Compare the intercept section (Figure 11.2-41) and the CRP stack section (Figure 11.2-40), and note that the former better matches the synthetic attribute derived from the well data. In theory, the intercept attribute is associated with zero-offset, normal-incidence reflectivity. As such, amplitude inversion for acoustic impedance estimation, whenever possible, should be made from the intercept attribute derived from the amplitude inversion of CRP gathers.

Now compare each attribute section in Figure 11.2-41 with the synthetic equivalent at the well location and note that the match between the two within the reservoir zone generally is very good. While the intercept section shows the sandstone (green) with shale interbeddings (pale orange) within the reservoir unit, the gradient section indicates variations in fluid saturation (indicated by the different tones of orange) within the reservoir rocks. The fluid saturation can also be inferred from the Poisson reflectivity (equation 27) or the pseudo-Poisson (equation 40) section shown in Figure 11.2-41. The orange color in the fluid-factor section represents the gas-saturated reservoir sandstone.

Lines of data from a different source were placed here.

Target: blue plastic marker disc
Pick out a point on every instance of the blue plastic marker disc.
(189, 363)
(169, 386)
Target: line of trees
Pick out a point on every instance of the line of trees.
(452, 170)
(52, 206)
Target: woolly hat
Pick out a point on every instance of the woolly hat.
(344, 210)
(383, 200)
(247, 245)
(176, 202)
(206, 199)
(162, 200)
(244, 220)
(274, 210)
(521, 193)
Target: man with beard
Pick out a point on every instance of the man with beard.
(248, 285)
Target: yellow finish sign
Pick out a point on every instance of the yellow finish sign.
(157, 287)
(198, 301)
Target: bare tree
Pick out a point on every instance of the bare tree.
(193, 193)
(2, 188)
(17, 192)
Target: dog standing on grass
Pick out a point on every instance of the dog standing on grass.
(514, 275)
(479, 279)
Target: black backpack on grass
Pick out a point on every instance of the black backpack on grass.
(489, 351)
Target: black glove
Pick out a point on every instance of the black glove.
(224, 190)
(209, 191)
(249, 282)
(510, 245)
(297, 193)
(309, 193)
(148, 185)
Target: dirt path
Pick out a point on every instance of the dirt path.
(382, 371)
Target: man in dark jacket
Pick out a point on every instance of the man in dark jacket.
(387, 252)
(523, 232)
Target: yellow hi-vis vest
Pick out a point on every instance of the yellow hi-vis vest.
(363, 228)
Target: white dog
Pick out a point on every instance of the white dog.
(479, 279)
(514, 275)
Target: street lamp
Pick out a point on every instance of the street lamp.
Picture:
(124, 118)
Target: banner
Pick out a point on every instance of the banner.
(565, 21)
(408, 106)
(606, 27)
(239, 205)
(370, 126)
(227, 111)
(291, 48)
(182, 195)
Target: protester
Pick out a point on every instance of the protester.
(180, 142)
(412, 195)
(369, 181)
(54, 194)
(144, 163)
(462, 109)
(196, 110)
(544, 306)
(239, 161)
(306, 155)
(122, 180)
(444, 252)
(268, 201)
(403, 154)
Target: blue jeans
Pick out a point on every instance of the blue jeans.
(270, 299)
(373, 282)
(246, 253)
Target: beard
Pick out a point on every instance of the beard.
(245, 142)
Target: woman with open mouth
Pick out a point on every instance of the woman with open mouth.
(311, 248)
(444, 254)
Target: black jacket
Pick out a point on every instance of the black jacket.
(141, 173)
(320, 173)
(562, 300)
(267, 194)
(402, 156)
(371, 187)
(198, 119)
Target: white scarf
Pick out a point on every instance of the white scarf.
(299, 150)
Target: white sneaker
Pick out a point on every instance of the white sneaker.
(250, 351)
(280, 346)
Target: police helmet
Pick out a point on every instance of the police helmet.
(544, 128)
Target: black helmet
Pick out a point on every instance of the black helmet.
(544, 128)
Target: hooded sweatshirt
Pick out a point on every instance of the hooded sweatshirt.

 ${\displaystyle \Delta \sigma ={\frac {4}{9}}(R_{P}+G).}$ (27)

 ${\displaystyle {\frac {\Delta {\tilde {\sigma }}}{\tilde {\sigma }}}={\frac {\Delta \alpha }{\alpha }}-{\frac {\Delta \beta }{\beta }}.}$ (40)

 ${\displaystyle G=R_{P}H_{0}+{\frac {\Delta \sigma }{(1-\sigma )^{2}}}.}$ (25)

AVO attributes are usually interpreted by crossplotting one attribute against another. Figure 11.2-42 shows three different zones — postreservoir (blue rectangle), within reservoir (red rectangle) and prereservoir (green rectangle), labeled on the intercept and gradient sections. The crossplots of the intercept and gradient attribute values within each of these zones are shown in Figure 11.2-43. The slopes of the best-fit lines for the postreservoir (-4.5) and the prereservoir (-5.5) zones are comparable. Whereas, the slope from the crossplot is significantly larger in the reservoir zone (-7.5). The increase in slope within the reservoir zone indicates an increase in the gradient attribute value, which in turn, suggests an increase in the change in Poisson’s ratio (equation 25), hence an indication of the gas-saturated reservoir sands.